A Periodicity Rule for Redshift Quantization
Session 56 -- Large-Scale Structure
Display presentation, Tuesday, 10, 1995, 9:20am - 6:30pm

## [56.05] A Periodicity Rule for Redshift Quantization

W. Tifft (U. Ariz.)

Redshift quantization periods are very accurately represented by the equation \begin{displaymath} P = c2^{-{\frac{9D+T}{9}}}, \end{displaymath} where $c$ is the speed of light, $D$ is a positive integer, and $T$ is an integer from 0 to 8. The $T$ values distinguish nine `period doubling' sequences of the type often associated with turbulent decay in chaos theory. The ninth-root structure may imply an underlying 3-dimensional property for time. Periods are now specified with the same accuracy as $c$.
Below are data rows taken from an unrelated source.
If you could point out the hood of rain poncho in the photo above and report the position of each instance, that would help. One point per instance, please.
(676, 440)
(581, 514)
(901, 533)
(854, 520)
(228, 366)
Many redshift samples, and redshift variation patterns, fit the periodicity rule very closely when redshifts are referred to the Cosmic Background rest frame. The most prominent periods fall in the $T = 0$ doubling sequence which includes 146.38, 73.19, and 36.60 km s$^{-1}$, values which match previous empirical determinations. Other common periods match segments of the $T = 6$ series. When phased together using the periodicity rule and a cosmological transformation \begin{displaymath} V_{corr} = 4c\left[ (1+z)^{\frac{1}{4}} - 1\right], \end{displaymath} redshifts concentrate at zero or simple basic fractions of absolute phase. Neither phase nor periods are arbitrary in this representation.